New Poll: Majority of Americans Oppose Federal Intervention on Marijuana

In the wake of Jeff Sessions rescinding the Cole memo and attempting to reignite the failing war on cannabis in America, many politicians and citizens alike have come out in defiance of the archaic approach to law enforcement. Now, we have tangible evidence Americans are not in favor of Sessions and the Department of Justice (DOJ) unwinding years of drug policy reform progress.

According to a poll conducted by HuffPost and YouGov shortly after the DOJ announced new federal prosecution guidelines for marijuana at the state level, 56 percent of Americans surveyed said they are opposed to the federal government interfering with states that have legalized cannabis for either medical or recreational purposes.

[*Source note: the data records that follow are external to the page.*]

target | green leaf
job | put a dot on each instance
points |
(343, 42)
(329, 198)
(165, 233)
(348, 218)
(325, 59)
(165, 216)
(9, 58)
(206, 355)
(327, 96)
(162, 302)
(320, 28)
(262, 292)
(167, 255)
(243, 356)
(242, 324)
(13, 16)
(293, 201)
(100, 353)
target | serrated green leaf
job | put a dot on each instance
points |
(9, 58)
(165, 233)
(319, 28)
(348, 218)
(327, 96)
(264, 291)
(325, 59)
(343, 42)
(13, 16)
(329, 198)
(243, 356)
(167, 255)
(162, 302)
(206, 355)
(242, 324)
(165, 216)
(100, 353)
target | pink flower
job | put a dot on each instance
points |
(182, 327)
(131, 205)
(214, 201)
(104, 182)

Additionally, respondents believe fairly overwhelmingly that marijuana laws should not be determined at the federal level, with only 32 percent agreeing that federal law should rule the issue.

In case anyone was worried that all 1,000 U.S. adults surveyed are marijuana users, 74 percent said they had not consumed cannabis in the last year.

Regardless of smoking history, 55 percent of Americans surveyed believe marijuana should be legal at both the state and federal levels. Other polls have found even higher rates of national support, with a recent Gallup Poll finding a majority of Republicans want prohibition to cease.

Even with updated prosecution guidance from Sessions and the DOJ for U.S. Attorneys across the country, many lawmakers have come out and said their priorities will not change as they continue to focus time and resources on issues that truly danger the people in their jurisdictions, such as violent crime and the opioid crisis.